Middleware

The middleware is a critical component in JobShopLab that bridges the gap between the gym environment interface and the core state machine. It serves as a translator between the reinforcement learning paradigm and the functional state machine simulation.

Middleware Architecture

The middleware layer sits between the gym interface and the state machine, performing several essential functions:

graph TD Agent[RL Agent] -->|Actions| GymEnv[Gym Environment] GymEnv -->|Actions| Middleware Middleware -->|Transitions| StateMachine[State Machine] StateMachine -->|New State| Middleware Middleware -->|Observations| GymEnv GymEnv -->|Observations| Agent Middleware -->|Uses| ObsFactory[Observation Factory] Middleware -->|Uses| RewardFactory[Reward Factory] Middleware -->|Uses| ActionFactory[Action Factory]

Key Responsibilities

The middleware has several core responsibilities:

Action Translation

Middleware translates abstract gym actions into concrete state machine transitions:

# Agent provides an abstract action (e.g., integer)
action = 5

# Middleware uses an action interpreter to translate
transition = action_interpreter.interpret(action, state)

# State machine executes the concrete transition
new_state = state_machine.execute(transition)

Observation Generation

Middleware converts complex state machine states into observations for the agent:

# State machine returns detailed state
state = state_machine.state

# Middleware uses observation factory to create agent-friendly view
observation = observation_factory.make(state)

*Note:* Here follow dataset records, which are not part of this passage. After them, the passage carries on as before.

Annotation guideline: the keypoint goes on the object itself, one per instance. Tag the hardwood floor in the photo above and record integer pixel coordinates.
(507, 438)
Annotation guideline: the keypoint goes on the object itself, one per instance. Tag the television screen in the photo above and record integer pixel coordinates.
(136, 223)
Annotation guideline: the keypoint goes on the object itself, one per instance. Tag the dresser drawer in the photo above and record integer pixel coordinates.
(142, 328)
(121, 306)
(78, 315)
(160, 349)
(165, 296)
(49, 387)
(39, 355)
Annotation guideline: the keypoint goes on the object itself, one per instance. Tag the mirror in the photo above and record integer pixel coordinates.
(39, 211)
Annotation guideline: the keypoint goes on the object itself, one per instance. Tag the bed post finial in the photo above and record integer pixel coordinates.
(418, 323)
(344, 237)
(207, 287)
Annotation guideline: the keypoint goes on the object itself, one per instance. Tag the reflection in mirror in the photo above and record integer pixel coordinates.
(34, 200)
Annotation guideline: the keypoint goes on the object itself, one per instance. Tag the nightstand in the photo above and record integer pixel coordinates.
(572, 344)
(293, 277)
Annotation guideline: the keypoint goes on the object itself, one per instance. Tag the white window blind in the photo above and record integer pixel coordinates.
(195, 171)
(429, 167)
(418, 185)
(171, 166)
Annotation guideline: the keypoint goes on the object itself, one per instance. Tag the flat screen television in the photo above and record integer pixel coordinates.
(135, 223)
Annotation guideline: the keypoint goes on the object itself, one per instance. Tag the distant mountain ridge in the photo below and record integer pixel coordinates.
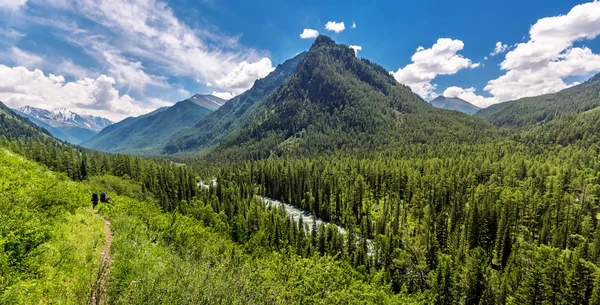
(65, 124)
(62, 117)
(207, 101)
(331, 102)
(530, 111)
(147, 134)
(15, 126)
(454, 103)
(208, 131)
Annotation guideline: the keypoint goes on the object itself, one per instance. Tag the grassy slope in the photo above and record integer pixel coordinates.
(49, 237)
(50, 242)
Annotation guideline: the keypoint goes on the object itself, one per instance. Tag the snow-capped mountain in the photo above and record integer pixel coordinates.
(65, 124)
(62, 117)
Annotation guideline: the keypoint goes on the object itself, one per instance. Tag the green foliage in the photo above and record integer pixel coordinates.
(530, 111)
(232, 114)
(333, 102)
(49, 237)
(147, 134)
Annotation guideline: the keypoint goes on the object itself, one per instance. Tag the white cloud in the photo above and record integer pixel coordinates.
(11, 5)
(335, 26)
(244, 75)
(20, 86)
(26, 59)
(356, 49)
(309, 33)
(11, 33)
(440, 59)
(183, 92)
(469, 95)
(146, 39)
(68, 67)
(541, 64)
(224, 95)
(500, 48)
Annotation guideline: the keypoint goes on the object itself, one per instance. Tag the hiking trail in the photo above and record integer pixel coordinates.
(100, 289)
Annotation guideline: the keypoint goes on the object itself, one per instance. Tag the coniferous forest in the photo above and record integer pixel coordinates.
(402, 203)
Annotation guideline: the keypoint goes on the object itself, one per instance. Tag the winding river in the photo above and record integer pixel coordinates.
(293, 212)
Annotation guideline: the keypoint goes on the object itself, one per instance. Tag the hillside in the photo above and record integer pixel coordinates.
(64, 124)
(454, 103)
(337, 102)
(232, 114)
(530, 111)
(147, 134)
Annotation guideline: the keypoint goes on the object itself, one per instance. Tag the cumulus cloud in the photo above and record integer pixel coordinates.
(541, 64)
(224, 95)
(335, 26)
(183, 92)
(440, 59)
(309, 33)
(469, 95)
(244, 75)
(20, 86)
(500, 48)
(26, 59)
(11, 5)
(356, 49)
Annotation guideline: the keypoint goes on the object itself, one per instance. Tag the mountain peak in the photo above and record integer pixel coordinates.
(454, 103)
(595, 78)
(207, 101)
(323, 40)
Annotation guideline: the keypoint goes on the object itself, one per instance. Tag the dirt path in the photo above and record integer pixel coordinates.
(100, 289)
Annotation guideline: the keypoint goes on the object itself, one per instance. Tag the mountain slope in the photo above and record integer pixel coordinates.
(454, 103)
(337, 102)
(14, 126)
(64, 124)
(233, 113)
(147, 134)
(545, 108)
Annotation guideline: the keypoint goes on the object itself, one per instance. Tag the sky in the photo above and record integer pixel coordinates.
(120, 58)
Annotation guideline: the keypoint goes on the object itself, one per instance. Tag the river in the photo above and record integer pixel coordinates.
(294, 212)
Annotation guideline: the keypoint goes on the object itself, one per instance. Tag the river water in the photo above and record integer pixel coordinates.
(294, 212)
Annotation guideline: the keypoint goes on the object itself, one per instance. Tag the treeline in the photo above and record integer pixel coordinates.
(169, 182)
(491, 224)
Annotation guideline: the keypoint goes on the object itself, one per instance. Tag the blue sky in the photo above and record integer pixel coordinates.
(119, 58)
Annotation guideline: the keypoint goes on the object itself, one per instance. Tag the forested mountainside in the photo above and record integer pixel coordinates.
(147, 134)
(454, 103)
(530, 111)
(408, 204)
(335, 101)
(234, 113)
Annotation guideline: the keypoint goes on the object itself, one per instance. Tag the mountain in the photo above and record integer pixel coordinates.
(147, 134)
(14, 126)
(64, 124)
(335, 101)
(207, 101)
(454, 103)
(530, 111)
(233, 113)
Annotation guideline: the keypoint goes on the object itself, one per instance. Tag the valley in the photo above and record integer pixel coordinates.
(326, 182)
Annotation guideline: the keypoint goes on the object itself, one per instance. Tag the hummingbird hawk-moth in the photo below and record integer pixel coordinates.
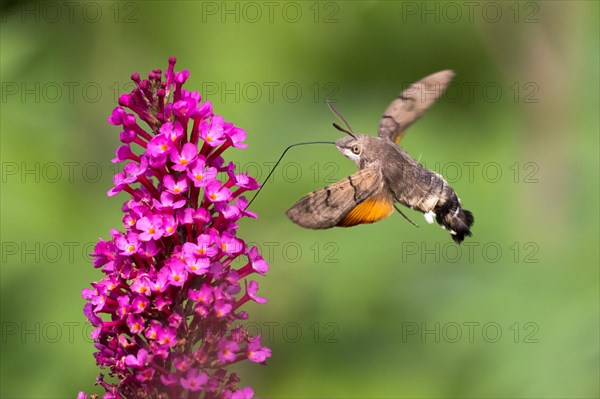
(387, 174)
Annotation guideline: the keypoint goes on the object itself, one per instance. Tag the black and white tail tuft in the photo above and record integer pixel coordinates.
(453, 218)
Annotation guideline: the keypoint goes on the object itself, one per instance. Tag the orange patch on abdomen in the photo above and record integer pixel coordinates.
(369, 211)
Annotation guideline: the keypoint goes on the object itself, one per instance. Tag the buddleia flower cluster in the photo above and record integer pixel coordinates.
(168, 314)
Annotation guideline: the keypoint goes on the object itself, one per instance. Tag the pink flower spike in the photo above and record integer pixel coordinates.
(227, 351)
(215, 193)
(160, 147)
(172, 132)
(244, 393)
(178, 275)
(258, 263)
(182, 159)
(199, 174)
(151, 228)
(194, 380)
(166, 313)
(175, 188)
(212, 132)
(138, 361)
(251, 290)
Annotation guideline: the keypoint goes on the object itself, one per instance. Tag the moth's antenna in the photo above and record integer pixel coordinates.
(405, 217)
(338, 127)
(279, 160)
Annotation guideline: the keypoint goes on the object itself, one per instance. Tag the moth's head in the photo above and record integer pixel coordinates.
(357, 149)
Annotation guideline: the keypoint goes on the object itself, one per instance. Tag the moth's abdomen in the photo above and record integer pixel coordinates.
(428, 192)
(451, 216)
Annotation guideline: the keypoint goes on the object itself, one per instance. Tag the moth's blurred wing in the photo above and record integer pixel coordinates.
(411, 104)
(360, 198)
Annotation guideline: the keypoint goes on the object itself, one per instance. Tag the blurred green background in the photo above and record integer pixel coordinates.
(382, 310)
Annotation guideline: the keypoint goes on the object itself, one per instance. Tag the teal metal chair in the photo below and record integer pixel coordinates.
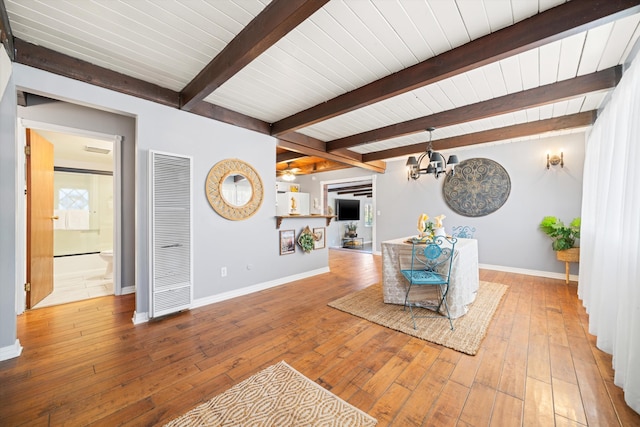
(463, 232)
(430, 267)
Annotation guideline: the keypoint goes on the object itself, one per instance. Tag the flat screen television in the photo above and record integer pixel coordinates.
(348, 209)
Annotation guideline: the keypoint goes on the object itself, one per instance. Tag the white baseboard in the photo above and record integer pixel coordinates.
(255, 288)
(201, 302)
(10, 351)
(549, 274)
(128, 290)
(140, 318)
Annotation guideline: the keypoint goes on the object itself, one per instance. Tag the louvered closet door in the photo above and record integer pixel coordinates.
(171, 266)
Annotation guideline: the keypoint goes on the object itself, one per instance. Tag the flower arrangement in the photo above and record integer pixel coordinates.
(563, 236)
(306, 240)
(428, 228)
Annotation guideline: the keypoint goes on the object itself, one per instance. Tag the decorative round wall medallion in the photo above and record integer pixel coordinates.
(234, 189)
(479, 187)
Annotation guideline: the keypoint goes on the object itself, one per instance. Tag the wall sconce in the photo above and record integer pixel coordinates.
(437, 164)
(555, 160)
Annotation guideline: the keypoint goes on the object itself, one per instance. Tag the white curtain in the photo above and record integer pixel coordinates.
(609, 284)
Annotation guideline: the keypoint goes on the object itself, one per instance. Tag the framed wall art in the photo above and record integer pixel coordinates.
(319, 238)
(478, 188)
(287, 242)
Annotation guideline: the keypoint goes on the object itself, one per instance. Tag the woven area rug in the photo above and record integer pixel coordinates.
(276, 396)
(469, 330)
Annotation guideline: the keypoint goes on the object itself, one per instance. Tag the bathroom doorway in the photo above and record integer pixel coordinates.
(83, 217)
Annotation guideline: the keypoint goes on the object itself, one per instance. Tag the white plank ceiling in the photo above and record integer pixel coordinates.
(343, 46)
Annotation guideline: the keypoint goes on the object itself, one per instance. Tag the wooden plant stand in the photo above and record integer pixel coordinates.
(568, 255)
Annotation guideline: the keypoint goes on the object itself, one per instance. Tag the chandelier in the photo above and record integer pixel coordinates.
(437, 164)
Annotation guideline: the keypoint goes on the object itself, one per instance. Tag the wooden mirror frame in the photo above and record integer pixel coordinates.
(213, 187)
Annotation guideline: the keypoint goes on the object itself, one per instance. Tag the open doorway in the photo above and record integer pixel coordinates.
(352, 201)
(71, 257)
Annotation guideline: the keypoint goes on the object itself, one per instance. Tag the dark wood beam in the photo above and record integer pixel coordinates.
(231, 117)
(573, 121)
(288, 156)
(549, 26)
(350, 189)
(554, 92)
(6, 35)
(312, 147)
(77, 69)
(274, 22)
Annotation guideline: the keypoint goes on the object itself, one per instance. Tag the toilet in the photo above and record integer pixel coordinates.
(108, 257)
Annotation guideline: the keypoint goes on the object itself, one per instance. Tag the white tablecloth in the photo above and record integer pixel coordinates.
(464, 282)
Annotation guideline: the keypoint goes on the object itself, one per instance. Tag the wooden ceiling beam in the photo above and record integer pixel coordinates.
(573, 121)
(554, 92)
(546, 27)
(288, 156)
(6, 35)
(313, 147)
(350, 188)
(78, 69)
(269, 26)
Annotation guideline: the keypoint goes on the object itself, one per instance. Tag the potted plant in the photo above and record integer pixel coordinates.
(563, 236)
(352, 227)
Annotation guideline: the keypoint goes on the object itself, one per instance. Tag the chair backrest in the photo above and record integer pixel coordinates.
(463, 232)
(435, 255)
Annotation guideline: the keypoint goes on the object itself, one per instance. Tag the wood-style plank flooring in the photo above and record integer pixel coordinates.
(85, 363)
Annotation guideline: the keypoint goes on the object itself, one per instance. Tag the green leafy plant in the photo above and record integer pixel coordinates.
(306, 242)
(563, 236)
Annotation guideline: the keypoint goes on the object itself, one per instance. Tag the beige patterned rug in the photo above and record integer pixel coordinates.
(276, 396)
(469, 330)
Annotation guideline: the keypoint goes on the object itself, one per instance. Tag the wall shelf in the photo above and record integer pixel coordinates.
(279, 218)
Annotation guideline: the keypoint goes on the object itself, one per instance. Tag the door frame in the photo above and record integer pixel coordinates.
(21, 127)
(356, 180)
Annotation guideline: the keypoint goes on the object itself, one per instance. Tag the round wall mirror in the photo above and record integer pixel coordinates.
(234, 189)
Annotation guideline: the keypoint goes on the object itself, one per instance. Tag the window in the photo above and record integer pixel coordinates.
(73, 198)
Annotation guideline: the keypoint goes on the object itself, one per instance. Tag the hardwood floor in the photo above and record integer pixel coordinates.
(85, 363)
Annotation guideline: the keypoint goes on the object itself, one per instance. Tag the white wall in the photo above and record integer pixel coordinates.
(248, 249)
(508, 237)
(9, 346)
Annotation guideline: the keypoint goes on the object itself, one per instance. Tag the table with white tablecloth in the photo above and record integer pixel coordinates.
(463, 286)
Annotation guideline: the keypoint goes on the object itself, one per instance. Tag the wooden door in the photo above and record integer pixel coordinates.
(39, 218)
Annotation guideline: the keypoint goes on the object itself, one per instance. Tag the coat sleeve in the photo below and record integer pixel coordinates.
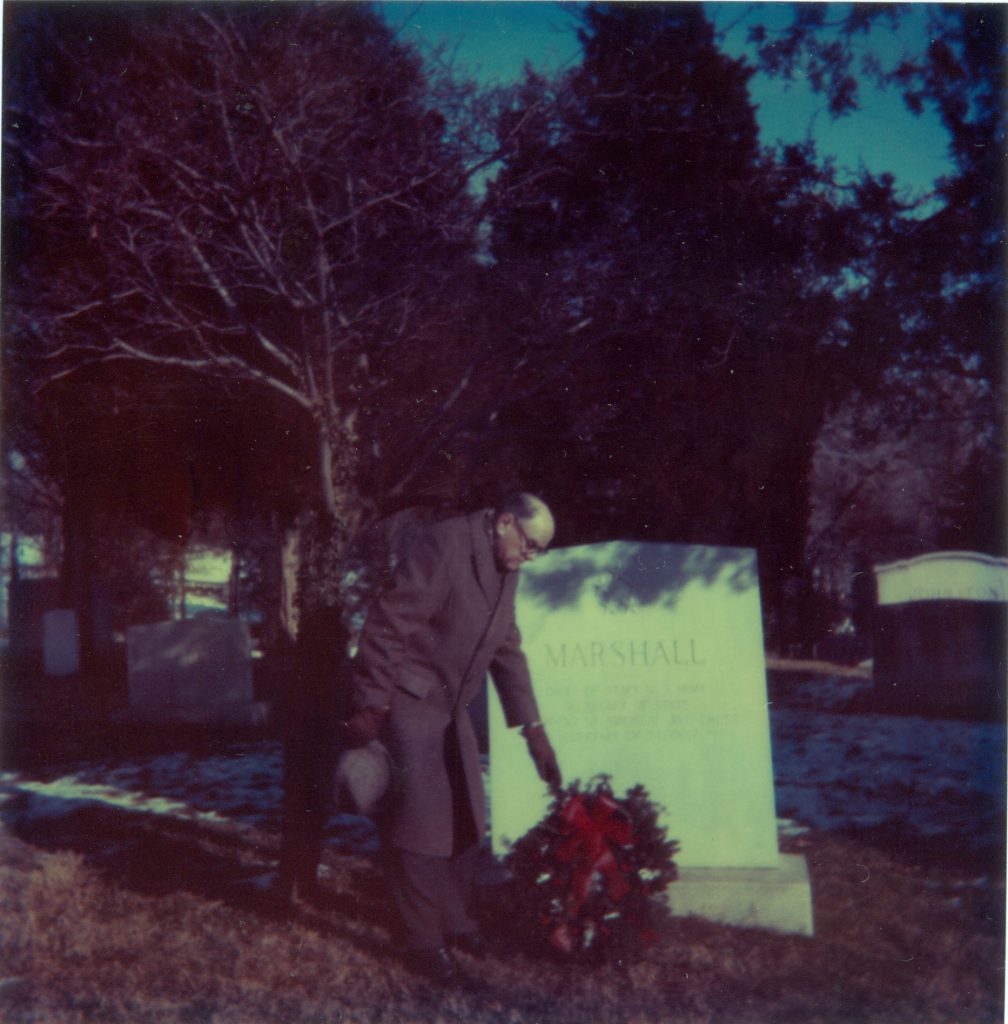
(418, 591)
(509, 670)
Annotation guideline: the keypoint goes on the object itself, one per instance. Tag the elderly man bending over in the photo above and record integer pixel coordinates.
(424, 652)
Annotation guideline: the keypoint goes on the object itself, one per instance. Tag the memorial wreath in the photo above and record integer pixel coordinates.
(589, 879)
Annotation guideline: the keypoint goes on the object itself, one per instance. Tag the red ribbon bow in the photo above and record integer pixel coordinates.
(589, 833)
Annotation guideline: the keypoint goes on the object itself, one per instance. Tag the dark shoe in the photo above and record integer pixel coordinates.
(474, 943)
(438, 965)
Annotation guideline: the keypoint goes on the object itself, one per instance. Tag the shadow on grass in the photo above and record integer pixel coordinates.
(157, 856)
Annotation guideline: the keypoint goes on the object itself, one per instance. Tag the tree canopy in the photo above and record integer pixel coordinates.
(243, 240)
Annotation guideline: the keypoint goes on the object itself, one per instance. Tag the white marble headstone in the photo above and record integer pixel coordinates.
(187, 664)
(648, 666)
(60, 642)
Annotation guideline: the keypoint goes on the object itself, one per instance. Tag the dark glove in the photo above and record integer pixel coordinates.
(542, 755)
(363, 726)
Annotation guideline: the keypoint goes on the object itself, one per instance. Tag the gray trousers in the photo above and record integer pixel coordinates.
(432, 896)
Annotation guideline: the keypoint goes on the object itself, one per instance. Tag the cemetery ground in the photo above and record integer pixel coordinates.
(133, 890)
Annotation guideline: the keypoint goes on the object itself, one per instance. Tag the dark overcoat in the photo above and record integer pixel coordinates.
(424, 652)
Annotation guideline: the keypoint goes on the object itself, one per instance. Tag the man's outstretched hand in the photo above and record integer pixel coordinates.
(542, 755)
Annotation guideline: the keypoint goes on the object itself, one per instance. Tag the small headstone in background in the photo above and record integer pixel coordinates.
(940, 635)
(198, 669)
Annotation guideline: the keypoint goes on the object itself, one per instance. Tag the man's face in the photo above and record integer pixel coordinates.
(518, 541)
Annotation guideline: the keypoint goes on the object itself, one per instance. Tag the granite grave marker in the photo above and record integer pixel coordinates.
(647, 662)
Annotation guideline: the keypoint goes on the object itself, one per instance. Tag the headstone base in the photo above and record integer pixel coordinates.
(778, 898)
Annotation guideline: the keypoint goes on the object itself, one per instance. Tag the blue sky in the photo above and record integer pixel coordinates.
(493, 39)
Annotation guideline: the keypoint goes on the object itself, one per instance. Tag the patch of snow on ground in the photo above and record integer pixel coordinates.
(921, 777)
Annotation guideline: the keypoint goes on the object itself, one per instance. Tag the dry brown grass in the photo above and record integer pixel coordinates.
(165, 932)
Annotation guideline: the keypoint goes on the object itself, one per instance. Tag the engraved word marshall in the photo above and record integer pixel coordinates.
(624, 653)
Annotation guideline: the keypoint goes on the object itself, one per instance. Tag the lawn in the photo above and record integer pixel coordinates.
(113, 915)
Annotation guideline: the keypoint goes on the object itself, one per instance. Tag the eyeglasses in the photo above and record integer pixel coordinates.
(529, 547)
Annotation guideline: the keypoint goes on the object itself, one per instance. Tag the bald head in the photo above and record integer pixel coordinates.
(523, 527)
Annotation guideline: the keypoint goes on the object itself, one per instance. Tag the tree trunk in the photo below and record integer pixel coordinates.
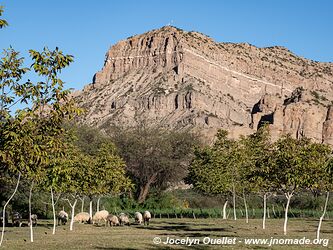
(72, 214)
(82, 203)
(288, 196)
(245, 205)
(144, 190)
(97, 206)
(225, 210)
(273, 209)
(53, 211)
(90, 209)
(323, 215)
(30, 220)
(234, 200)
(264, 215)
(4, 208)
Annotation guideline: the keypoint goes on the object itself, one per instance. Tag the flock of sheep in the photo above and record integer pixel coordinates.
(83, 217)
(104, 216)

# Observation is returned to the agent via gym interface

Time Management

Middleware controls how time progresses in the simulation:

  1. Event-based: Time jumps directly to the next event

  2. Continuous: Time advances in fixed increments

This is implemented through “time machines” that calculate the next state based on different time progression models.

Reward Calculation

Middleware determines rewards based on state transitions and goal achievement:

# State machine returns a new state
new_state = state_machine.execute(transition)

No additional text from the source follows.